Uyarı seviyesi böbrek çayı

Böbrek hikâyeleri çok ilginç. Bir yandan, genellikle Ekim ayındaki serin Akdeniz'den sonra ıslak bir bikini, sahilde esen serin bir rüzgar ve çocukça kuru kıyafet giymeyi reddetme gibi çok özel olaylarla bağlantılılar.
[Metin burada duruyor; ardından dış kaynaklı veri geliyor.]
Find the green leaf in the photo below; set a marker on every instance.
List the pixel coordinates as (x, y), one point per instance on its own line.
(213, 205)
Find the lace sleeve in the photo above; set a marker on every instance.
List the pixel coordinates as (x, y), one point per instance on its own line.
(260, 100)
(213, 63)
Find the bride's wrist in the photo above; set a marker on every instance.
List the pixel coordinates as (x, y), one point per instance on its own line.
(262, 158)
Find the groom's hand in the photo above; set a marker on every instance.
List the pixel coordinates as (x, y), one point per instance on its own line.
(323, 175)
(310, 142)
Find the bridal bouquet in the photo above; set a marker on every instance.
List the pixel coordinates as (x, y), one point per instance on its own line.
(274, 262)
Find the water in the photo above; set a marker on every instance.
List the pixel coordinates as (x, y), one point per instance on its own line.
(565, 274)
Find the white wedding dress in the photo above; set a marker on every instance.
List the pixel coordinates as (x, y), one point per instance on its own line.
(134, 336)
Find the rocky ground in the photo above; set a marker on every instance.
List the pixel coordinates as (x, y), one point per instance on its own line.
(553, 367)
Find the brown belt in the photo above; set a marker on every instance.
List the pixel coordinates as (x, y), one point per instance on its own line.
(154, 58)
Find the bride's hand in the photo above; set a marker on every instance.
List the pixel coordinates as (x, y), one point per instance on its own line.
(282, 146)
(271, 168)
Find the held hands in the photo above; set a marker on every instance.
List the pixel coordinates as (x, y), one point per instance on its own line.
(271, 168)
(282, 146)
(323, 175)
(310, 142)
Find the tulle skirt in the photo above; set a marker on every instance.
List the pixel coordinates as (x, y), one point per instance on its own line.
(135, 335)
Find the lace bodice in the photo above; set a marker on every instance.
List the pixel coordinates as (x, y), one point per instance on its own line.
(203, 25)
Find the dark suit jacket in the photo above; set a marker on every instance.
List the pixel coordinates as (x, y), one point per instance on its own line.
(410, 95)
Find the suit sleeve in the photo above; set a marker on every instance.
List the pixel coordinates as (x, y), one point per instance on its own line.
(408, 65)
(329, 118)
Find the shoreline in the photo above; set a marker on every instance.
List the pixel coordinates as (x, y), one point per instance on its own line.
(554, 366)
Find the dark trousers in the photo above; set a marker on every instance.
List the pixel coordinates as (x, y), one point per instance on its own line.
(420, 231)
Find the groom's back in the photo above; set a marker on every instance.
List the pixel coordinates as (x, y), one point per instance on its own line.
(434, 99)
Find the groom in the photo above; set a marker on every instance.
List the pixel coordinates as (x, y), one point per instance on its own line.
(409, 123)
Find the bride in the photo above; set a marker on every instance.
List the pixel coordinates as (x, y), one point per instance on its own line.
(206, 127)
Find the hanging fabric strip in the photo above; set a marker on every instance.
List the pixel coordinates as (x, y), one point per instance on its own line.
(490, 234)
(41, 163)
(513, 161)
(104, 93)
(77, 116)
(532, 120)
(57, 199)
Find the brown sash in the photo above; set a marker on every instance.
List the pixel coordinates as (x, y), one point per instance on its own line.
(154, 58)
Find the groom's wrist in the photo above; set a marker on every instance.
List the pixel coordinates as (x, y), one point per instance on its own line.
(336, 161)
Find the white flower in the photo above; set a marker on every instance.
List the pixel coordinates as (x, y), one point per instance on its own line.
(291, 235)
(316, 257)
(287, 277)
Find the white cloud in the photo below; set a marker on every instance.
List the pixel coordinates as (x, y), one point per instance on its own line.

Öte yandan, insanların böbreklerine bir şeyin bulaştığı ifadesi tesadüfi değil. Örneğin benim için, bir süre hiçbir şey yokmuş gibi davranırken büyük bir şeylerin ters gitmesi yeterli oluyor ve bir noktada, ıslak bikininin de yardımıyla böbreklerim bana güvenilir bir şekilde "Gerçekten bir şey hissediyor musun?" yazan bir fiş yazdırıyor.
Yılın başında, önceki aylara ait, açıkça okunabilen bir fatura elime verildiğinde -40 derece ateş, titreme, sırt ağrısı- öfkelendim. Cidden mi? Birkaç ıslak mayo, ufak, görmezden gelinmiş bir mesane enfeksiyonu ve sadece kısa bir süreliğine on kat artan varoluşsal kaygılarımın bastırılması yüzünden mi? Tanrım, bundan çok daha fazlasını bastırdım; yarından sonraki gün külotumu ıslatmaya, enfeksiyon kapmaya ve tüm vücudumu zehirlemeye gerek yok. Elbette, daha olgun bir halim, sahildeki ıslak titremeyle mesanemde sürekli çıtırdama ("Çok içiyorum!"), sol üreterimde bıçak saplanır gibi bir ağrı ("Sadece çıkık bir yumurtalık, geçecek!") ve aynadaki yüzümün sağlıksız rengi ("Bu hep düşük tansiyon!") arasında bir bağlantı olduğunu anlayabilirdi. Ayrıca, acısız olmayan kapsamlı bir mesleki çalkantıdan sonra, Noel ve Yeni Yıl boyunca çalışmak yerine kendime biraz dinlenme fırsatı vermem gerektiğini de kabul etmeliydim. Eh, hayatta kaldım, ama ancak modern tıp sayesinde.
Ama son piyelonefrit nöbetimden beri daha bilinçli olmaya çalışıyorum. Kendimle, özellikle de böbreklerimle iyi bir temas halinde kalmaya çalışıyorum. Vücuduma, ruhuma ve tüm bunlara saygı, ilgi ve özenle davranmaya çalışıyorum ki, sırf kuru kıyafet bulmak istemediğim ve korkularımı bastırdığım için artık fatura ödemek zorunda kalmayayım.
Bu yüzden her sabah, bilinçli bir şekilde bir fincan mesane ve böbrek çayı içiyorum. Daha önce hiç böyle bir şey içmezdim; bunu sadece bir hasta ve bir hemşire hakkında yapılan aptalca bir şakadan öğrenmiştim - "Hemşire, lütfen bana biraz mesane ve böbrek çayı getirir misiniz?" - ve şimdi, her sabah bu çayı içerken nedenini hatırlıyorum. Huş ağacı yaprakları, altınbaşak, ayrık otu kökü, meyan kökü ve atkuyruğu - tadı böbreklerin ürettiğinden çok farklı olamaz, ama belki de henüz anlayamadığım bir bağlantı da vardır.
Oğlum geçenlerde, beni ağır mutfak masasını tek başıma taşımaya çalışırken yakaladığında (zaten tenisçi dirseğim başlamıştı), uzun zaman önce bir kılıç dövüşünde iki kolunu ve bacağını kaybetmiş ama hâlâ devam etmek isteyen, hatta kazanabileceğini iddia eden Monty Python'ın Kara Şövalyesi gibi olduğumu söyledi. Ben de mutfak masasına tamamen sıkışmış halde, bunun saçmalık olduğunu, son zamanlarda kendime çok iyi baktığımı ve tamamen yetişkinlere özgü böbrek çayı içtiğimi söyledim. Başını salladı, masayı elimden aldı ve gitti.